Luxury Hotel in Amsterdam, Netherlands

Waldorf Astoria Amsterdam is a five-star luxury hotel in Amsterdam, part of Hilton Worldwide.

Waldorf Astoria Amsterdam was opened on May 1, 2014. It is the 25th hotel of the Waldorf Astoria Hotels & Resorts. It is located at Herengracht 542-556, between the Utrechtsestraat and Reguliersgracht, on the UNESCO heritage protected Herengracht (Gentlemen’s canal).

The hotel has a historical exterior comprising six monumental 17th and 18th century double-front canal palaces featuring a staircase built by the architect of Louis XIV, Daniel Marot. There are 93 rooms and suites overlooking the city's canal or the courtyard garden. The interior is designed by GA Design from London.

==History of buildings==
Herengracht 542 and 544 buildings were built in 1687 under one roof.

In 1672 Herengracht 546 was built for Mr. William Sautijn.

Herengracht 548, 550 and 552 were built in 1665. Number 548 was for Cornelis Backer, former board ships and, number 550 for mayor Henry Hooft Gerritsz and No. 552 for Dirck van der Waeijen. In 1920, 548 and 550 were combined and converted into an office. Number 548 remained in the family until 1720, then it was sold to Nicholas Witsen and in 1747 to Gerrit Hooft Danielsz.

Herengracht 554 was built in 1666 as a double house. In 1716 the former mayor Quirijn van Strijen moved to live there, and in 1741 his son Jacob followed him. The building changed owners over the years as follows - Nicolaes Geelvinck lived there after 1756, until 1770 when the house was sold to Mr. Mayor William Huygens.

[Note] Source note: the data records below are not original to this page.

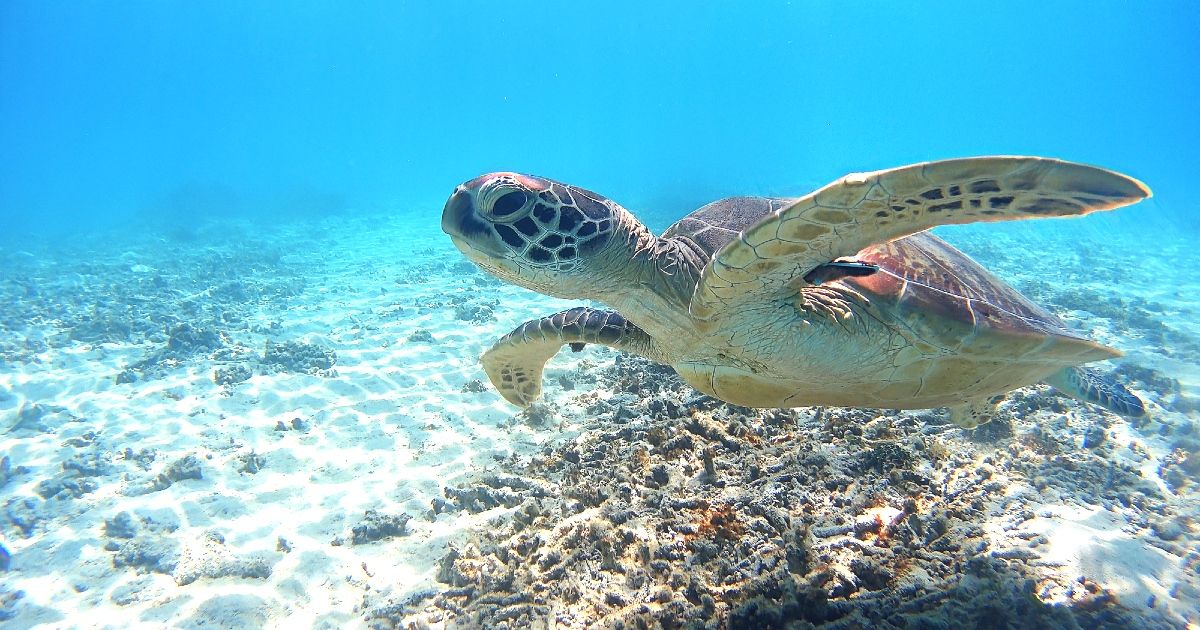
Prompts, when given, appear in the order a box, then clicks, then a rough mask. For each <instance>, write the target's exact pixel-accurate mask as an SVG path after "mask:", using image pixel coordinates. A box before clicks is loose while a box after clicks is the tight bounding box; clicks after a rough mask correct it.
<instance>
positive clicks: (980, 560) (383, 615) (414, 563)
mask: <svg viewBox="0 0 1200 630" xmlns="http://www.w3.org/2000/svg"><path fill="white" fill-rule="evenodd" d="M1198 34H1200V5H1196V4H1194V2H1184V1H1157V2H1118V1H1109V0H1102V1H1097V2H1082V1H1061V2H1056V1H1050V2H1048V1H1039V2H1033V1H1025V0H1018V1H1013V2H1003V4H997V2H977V1H966V2H955V4H943V2H926V1H911V2H832V1H799V0H792V1H781V0H763V1H761V2H722V1H701V2H683V1H678V0H670V1H664V2H644V1H643V2H634V1H626V0H614V1H610V2H599V4H588V2H539V1H514V2H482V1H448V2H412V1H407V0H397V1H390V2H374V1H365V2H319V1H302V2H272V1H260V2H233V1H212V2H184V1H175V0H164V1H140V0H139V1H125V2H84V1H76V2H64V1H58V2H43V1H25V0H10V1H5V2H0V626H5V628H8V626H11V628H122V626H138V628H140V626H145V628H168V626H169V628H202V626H203V628H307V626H312V628H810V626H814V625H816V626H829V628H930V629H932V628H1196V626H1198V624H1200V553H1198V551H1196V550H1198V548H1200V547H1198V545H1200V278H1198V276H1196V264H1198V263H1200V256H1198V253H1196V247H1198V245H1196V244H1198V242H1200V211H1198V203H1196V193H1195V192H1194V191H1193V187H1194V186H1195V184H1196V176H1198V173H1200V104H1198V103H1200V70H1198V68H1200V44H1198ZM985 155H1028V156H1046V157H1055V158H1062V160H1069V161H1074V162H1082V163H1087V164H1094V166H1099V167H1103V168H1108V169H1112V170H1116V172H1118V173H1123V174H1127V175H1129V176H1133V178H1136V179H1139V180H1140V181H1142V182H1145V184H1146V185H1147V186H1148V187H1150V188H1151V190H1152V191H1153V197H1152V198H1150V199H1147V200H1144V202H1141V203H1138V204H1135V205H1133V206H1129V208H1122V209H1118V210H1115V211H1112V212H1099V214H1094V215H1091V216H1087V217H1082V218H1072V220H1038V221H1019V222H1007V223H988V224H970V226H958V227H946V228H936V234H937V235H940V236H942V238H943V239H946V240H947V241H948V242H950V244H952V245H954V246H955V247H959V248H960V250H962V251H964V252H966V253H967V254H968V256H971V257H972V258H973V259H974V260H977V262H979V263H980V264H982V265H984V266H985V268H988V269H989V270H991V271H994V272H995V274H996V275H997V276H998V277H1001V278H1002V280H1003V281H1004V282H1008V283H1009V284H1012V286H1013V287H1015V288H1016V289H1018V290H1020V292H1021V293H1022V294H1025V295H1026V296H1028V298H1030V299H1032V300H1033V301H1034V302H1038V304H1040V305H1042V306H1045V307H1046V308H1048V310H1049V311H1051V312H1052V313H1055V314H1056V316H1057V317H1060V318H1061V319H1062V320H1063V322H1064V323H1066V325H1067V326H1068V328H1070V329H1072V330H1074V331H1075V332H1078V334H1080V335H1084V336H1087V337H1090V338H1093V340H1096V341H1098V342H1100V343H1104V344H1108V346H1111V347H1115V348H1118V349H1121V350H1123V352H1124V356H1123V358H1120V359H1115V360H1112V361H1104V362H1100V364H1096V365H1094V366H1093V367H1094V368H1096V370H1098V371H1099V372H1100V373H1103V374H1104V376H1105V378H1110V379H1112V380H1115V382H1118V383H1121V384H1122V385H1123V386H1126V388H1128V389H1129V390H1132V391H1133V392H1134V394H1136V395H1138V396H1139V397H1140V398H1141V400H1142V401H1145V403H1146V408H1147V415H1146V416H1145V418H1140V419H1129V418H1122V416H1120V415H1115V414H1111V413H1108V412H1104V410H1103V409H1100V408H1098V407H1093V406H1088V404H1086V403H1081V402H1076V401H1074V400H1070V398H1066V397H1062V396H1058V395H1057V394H1055V392H1054V391H1052V390H1051V389H1049V388H1046V386H1044V385H1037V386H1032V388H1025V389H1021V390H1018V391H1015V392H1013V394H1012V395H1010V396H1009V397H1008V400H1007V401H1006V402H1003V403H1002V406H1001V410H1002V412H1001V414H1000V415H998V416H997V420H996V421H994V422H991V424H989V425H985V426H984V427H980V428H978V430H973V431H968V430H961V428H959V427H955V426H954V425H950V424H949V422H948V421H947V420H946V418H944V413H943V412H941V410H918V412H898V410H880V409H848V408H798V409H778V410H776V409H746V408H742V407H736V406H732V404H727V403H724V402H721V401H718V400H715V398H710V397H707V396H703V395H701V394H698V392H696V391H695V390H691V389H690V388H688V386H686V385H685V384H683V383H682V382H680V380H679V379H678V377H677V376H676V374H674V372H673V371H672V370H671V368H670V367H665V366H659V365H655V364H650V362H648V361H644V360H642V359H637V358H631V356H630V355H623V354H620V353H618V352H616V350H611V349H607V348H598V347H589V348H587V349H584V350H583V352H577V353H570V352H563V353H560V354H559V355H558V356H557V358H556V359H553V360H552V361H551V364H550V365H548V367H547V371H546V378H545V383H546V384H545V388H544V392H542V398H541V400H540V401H539V402H538V403H536V404H534V406H533V407H530V408H529V409H526V410H522V409H520V408H517V407H514V406H511V404H509V403H508V402H505V401H504V400H503V398H502V397H500V396H499V395H498V394H497V391H496V390H494V389H493V388H492V385H491V383H490V382H488V378H487V376H486V374H485V372H484V370H482V368H481V366H480V360H479V359H480V355H481V354H482V353H484V352H485V350H487V348H488V347H491V344H492V343H493V342H494V341H496V340H498V338H499V337H500V336H503V335H504V334H506V332H509V331H510V330H512V329H515V328H516V326H518V325H520V324H521V323H523V322H526V320H529V319H533V318H539V317H542V316H546V314H550V313H553V312H556V311H562V310H564V308H569V307H571V306H578V305H592V306H595V305H594V304H592V302H586V301H578V300H575V301H572V300H565V299H557V298H548V296H544V295H539V294H536V293H533V292H529V290H526V289H522V288H518V287H515V286H512V284H510V283H506V282H500V281H498V280H496V278H494V277H492V276H491V275H488V274H487V272H485V271H482V270H480V269H479V268H476V266H475V265H474V264H472V263H470V262H469V260H468V259H467V258H464V257H463V256H462V254H461V253H460V252H458V251H457V250H456V248H455V247H454V245H452V244H451V241H450V239H449V238H448V236H446V235H445V234H444V233H443V232H442V228H440V221H442V218H440V217H442V211H443V205H444V204H445V203H446V199H448V198H449V197H450V194H451V193H454V192H455V187H456V186H458V185H460V184H462V182H464V181H468V180H470V179H473V178H475V176H478V175H481V174H484V173H490V172H502V170H504V172H518V173H528V174H534V175H539V176H544V178H550V179H553V180H558V181H562V182H568V184H571V185H576V186H581V187H583V188H588V190H590V191H595V192H596V193H599V194H602V196H605V197H607V198H608V199H612V200H613V202H616V203H618V204H620V205H623V206H624V208H626V209H629V210H630V211H631V212H634V214H635V215H636V216H637V217H638V218H640V220H641V221H642V222H644V224H647V226H648V227H649V228H650V229H652V230H654V232H656V233H658V232H661V230H664V229H665V228H667V227H668V226H670V224H672V223H673V222H674V221H677V220H678V218H680V217H683V216H685V215H686V214H689V212H691V211H692V210H695V209H697V208H700V206H702V205H703V204H707V203H709V202H712V200H715V199H720V198H724V197H730V196H766V197H797V196H802V194H804V193H806V192H809V191H812V190H815V188H817V187H820V186H823V185H826V184H828V182H830V181H834V180H836V179H838V178H840V176H842V175H845V174H847V173H854V172H868V170H877V169H886V168H892V167H899V166H902V164H908V163H916V162H924V161H934V160H946V158H954V157H968V156H985Z"/></svg>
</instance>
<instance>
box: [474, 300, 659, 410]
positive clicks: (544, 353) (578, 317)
mask: <svg viewBox="0 0 1200 630" xmlns="http://www.w3.org/2000/svg"><path fill="white" fill-rule="evenodd" d="M588 343H599V344H601V346H608V347H611V348H616V349H618V350H624V352H629V353H634V354H638V355H642V356H646V358H647V359H650V360H654V361H661V360H662V358H661V356H659V355H658V354H659V353H658V352H655V350H654V348H655V344H654V341H653V340H652V338H650V336H649V335H648V334H647V332H646V331H644V330H642V329H640V328H637V326H636V325H634V324H632V323H630V322H629V320H628V319H625V318H624V317H622V316H620V313H616V312H613V311H600V310H596V308H588V307H586V306H580V307H575V308H569V310H566V311H563V312H559V313H554V314H552V316H548V317H542V318H541V319H533V320H529V322H526V323H524V324H521V325H520V326H517V329H516V330H514V331H512V332H509V334H508V335H505V336H503V337H500V341H497V342H496V344H494V346H492V348H491V349H490V350H487V352H486V353H484V358H482V362H484V371H485V372H487V378H490V379H491V380H492V385H494V386H496V389H497V390H498V391H499V392H500V396H504V400H506V401H509V402H511V403H512V404H516V406H517V407H528V406H529V404H532V403H533V401H535V400H536V398H538V396H540V395H541V373H542V370H544V368H545V366H546V361H548V360H550V359H551V358H552V356H554V355H556V354H558V350H559V349H560V348H562V347H563V346H564V344H569V346H570V347H571V350H574V352H580V350H582V349H583V347H584V346H586V344H588Z"/></svg>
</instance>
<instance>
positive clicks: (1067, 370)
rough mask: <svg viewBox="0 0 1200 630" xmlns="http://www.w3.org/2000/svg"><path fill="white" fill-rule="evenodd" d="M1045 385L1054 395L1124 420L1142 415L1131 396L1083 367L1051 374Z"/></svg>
mask: <svg viewBox="0 0 1200 630" xmlns="http://www.w3.org/2000/svg"><path fill="white" fill-rule="evenodd" d="M1045 382H1046V383H1049V384H1050V385H1054V388H1055V389H1057V390H1058V391H1061V392H1063V394H1066V395H1068V396H1070V397H1072V398H1078V400H1080V401H1084V402H1090V403H1092V404H1099V406H1100V407H1104V408H1105V409H1108V410H1110V412H1112V413H1116V414H1121V415H1124V416H1128V418H1141V416H1144V415H1146V406H1145V404H1142V402H1141V398H1139V397H1138V396H1136V395H1134V392H1132V391H1129V390H1128V389H1126V386H1124V385H1122V384H1121V383H1117V382H1116V379H1114V378H1112V377H1110V376H1105V374H1102V373H1099V372H1096V371H1094V370H1087V368H1084V367H1066V368H1063V370H1060V371H1058V372H1055V373H1054V374H1051V376H1050V378H1048V379H1045Z"/></svg>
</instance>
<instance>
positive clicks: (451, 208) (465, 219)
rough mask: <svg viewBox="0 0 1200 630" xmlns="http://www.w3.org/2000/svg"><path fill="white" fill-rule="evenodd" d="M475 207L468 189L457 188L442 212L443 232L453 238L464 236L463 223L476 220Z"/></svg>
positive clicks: (450, 197)
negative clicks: (466, 189)
mask: <svg viewBox="0 0 1200 630" xmlns="http://www.w3.org/2000/svg"><path fill="white" fill-rule="evenodd" d="M474 205H475V204H474V203H473V202H472V198H470V193H469V192H467V190H466V188H463V187H462V186H458V187H457V188H455V191H454V194H451V196H450V199H449V200H446V206H445V208H444V209H443V210H442V232H445V233H446V234H449V235H450V236H451V238H456V236H462V235H463V229H462V228H463V222H464V221H467V220H468V218H474V217H473V215H474V214H475V211H474Z"/></svg>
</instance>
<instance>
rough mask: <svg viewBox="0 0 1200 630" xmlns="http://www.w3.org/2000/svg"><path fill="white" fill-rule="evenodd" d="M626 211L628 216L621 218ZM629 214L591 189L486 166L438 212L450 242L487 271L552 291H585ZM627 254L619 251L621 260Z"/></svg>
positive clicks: (581, 295)
mask: <svg viewBox="0 0 1200 630" xmlns="http://www.w3.org/2000/svg"><path fill="white" fill-rule="evenodd" d="M626 217H628V218H626ZM630 221H632V222H634V224H637V223H636V220H634V218H632V216H631V215H629V214H628V212H626V211H625V210H624V209H623V208H620V206H619V205H617V204H616V203H613V202H611V200H608V199H605V198H604V197H600V196H599V194H595V193H593V192H589V191H586V190H583V188H578V187H575V186H568V185H565V184H559V182H557V181H551V180H547V179H542V178H535V176H530V175H521V174H518V173H491V174H487V175H482V176H479V178H475V179H473V180H470V181H468V182H466V184H463V185H461V186H458V187H457V188H455V192H454V194H451V196H450V199H449V200H448V202H446V205H445V209H444V210H443V211H442V229H443V232H445V233H446V234H449V235H450V239H451V240H452V241H454V244H455V246H456V247H458V250H460V251H462V253H464V254H466V256H467V258H470V259H472V262H474V263H475V264H476V265H479V266H480V268H482V269H484V270H486V271H488V272H491V274H492V275H494V276H497V277H499V278H502V280H506V281H509V282H512V283H515V284H520V286H522V287H526V288H529V289H533V290H538V292H541V293H546V294H550V295H556V296H559V298H590V296H593V295H594V294H595V290H594V289H595V288H599V287H594V283H595V281H596V274H589V270H594V269H598V268H600V269H602V268H605V266H608V264H607V263H605V260H608V259H612V258H613V256H614V254H616V252H612V251H611V247H610V246H611V245H612V244H613V242H616V241H625V240H626V239H620V238H614V234H617V233H619V232H620V230H623V229H628V227H625V226H629V222H630ZM628 256H629V254H628V253H626V254H625V258H626V259H628Z"/></svg>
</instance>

Herengracht 556 was built in 1670 and it was also a double house and Henry Hooft was the principal. In 1738 the two houses were replaced by the current building, where merchant James Loten moved. In 1930 it became a branch of the National Life Insurance. They allowed the restoration of the facade.

==Restaurants==
The Waldorf Astoria Amsterdam offers several dining options. The first restaurant opened in the Waldorf Astoria Amsterdam is called Spectrum (Amsterdam). It is a fine dining restaurant that is awarded two Michelin stars. There is also a Peacock Alley restaurant and a bar.